UCR graduate student leads research showing how evolution slows recovery of fish population
The figure shows the decrease in body size in Atlantic silverside as found by a research team led by UCR graduate student Matthew Walsh. The silverside, having been reared for five generations in laboratory experiments, are all the same age. The fish shown here are from the fifth generation. The fish on the left are from populations from which large individuals were harvested over five generations; the fish in the middle are from populations from which fish were harvested at random over five generations; and the fish on the right are from populations from which only small fish were harvested over five generations. Photo credit: M. Walsh.
The practice of harvesting the largest individuals from a fish population introduces genetic changes that harm the overall fish population, a UC Riverside graduate student and colleagues have determined.
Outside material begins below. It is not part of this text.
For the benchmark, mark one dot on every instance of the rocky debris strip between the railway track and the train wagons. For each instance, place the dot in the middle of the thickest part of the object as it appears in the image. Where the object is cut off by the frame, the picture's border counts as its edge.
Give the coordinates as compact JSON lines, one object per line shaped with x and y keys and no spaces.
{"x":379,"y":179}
Removing the large fish over several generations of fish causes the remaining fish in the populations to become progressively smaller, have fewer and smaller eggs with lower survival and growth, and have lower foraging and feeding rates, the researchers report.
“We have shown for the first time that many traits correlated with fish body-size may be evolving in response to intense fishing pressure,” said Matthew R. Walsh, a graduate student in UCRs Department of Biology, who led the research project. “Our experiment is the only one to simulate the evolutionary impacts of harvesting in a laboratory setting.”